Viele Sportarten verzichten wie im Tennis oder Tischtennis zwischenzeitlich auf 'Doppel'. Deshalb wurden bei den Stadtmeisterschaften in Mönchengladbach auch nur STMS im Tennis (im Freien) und Schach (in großen Klassenräumen) ausgetragen. STMS in der Halle mit Körperkontakt wie Handball und Fußball wurden vernünftigerweise alle abgesagt.

Gott sei Dank gibt es bei diesem Lockdown keine Ausgangssperren. In den Innenstädten mit Masken, sowie in der Natur im Wald oder entlang von Bächen/Flüssen ohne Masken können wir spazieren, wandern und joggen. Ebenso können wir uns durch Radfahren fit halten, um diese Zwangspause zu überbrücken.

Sehr leid tun mir vor allem die Kinder und Jugendlichen in den Sportvereinen, dass ihr regelmäßiges Training draußen nun z.T. nicht stattfinden kann oder nur unter ganz anderen schwierigen Bedingungen. Im Freien ist die Ansteckungsgefahr meines Erachtens eher gering. Die Sportplätze – auch mit Laufbahnen wie das Grenzlandstadion in Rheydt – dürfen nicht geschlossen werden. Der Sport dient der Fitness und der Gesundheit!"

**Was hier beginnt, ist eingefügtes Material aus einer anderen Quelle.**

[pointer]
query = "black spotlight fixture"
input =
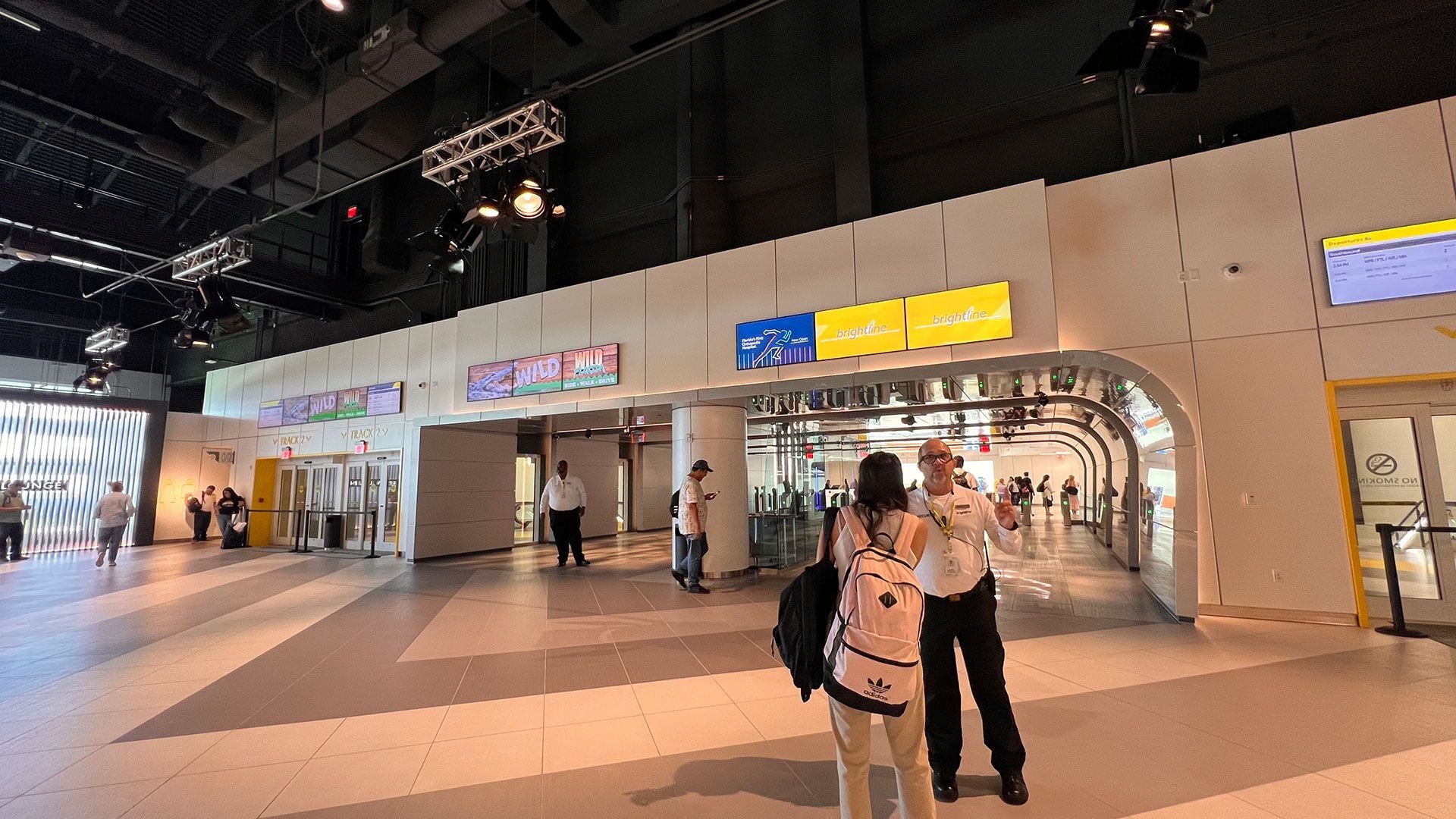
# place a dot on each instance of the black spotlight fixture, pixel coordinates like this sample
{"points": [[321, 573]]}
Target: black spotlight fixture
{"points": [[1161, 42]]}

Dirk Graedtke, 1. Vorsitzender SC Velbert:

"Die Entscheidung auszusetzen, ist aufgrund steigender Zahlen grundsätzlich nachvollziehbar, jedoch für uns fragwürdig, ob es einen gewichtigen Effekt auf den Rückgang der Infektionen ausmacht. Ich denke, es liegt am Verhalten eines jeden Einzelnen, unabhängig von den Örtlichkeiten. Die Gefahr, sich zu infizieren, ist in Kabinen und Duschen durchaus hoch. Wenn sich im öffentlichen und privaten Raum alle an die Regeln gehalten hätten und in gegenseitigem Respekt miteinander umgehen würden, lägen die Zahlen sicher nicht dort, wo sie jetzt sind. Also sollte jeder zunächst sich selbst hinterfragen und nicht gleich wieder die Schuldfrage bei allen anderen suchen. Außerdem haben es die Kritiker der Maßnahmen wieder einmal leicht. Denn schließlich stehen sie ja nicht in der Verantwortung für Entscheidungen, die weitreichende Auswirkungen haben könnten und deren Wirkungen sich erst Wochen später ausmachen lassen - wenn überhaupt.

Solange die Einsicht derjenigen, die Großfamilienfeiern und geheime Kneipentreffen organisieren bzw. mitmachen, nicht gegeben ist, solange ist auch keine Besserung zu erwarten."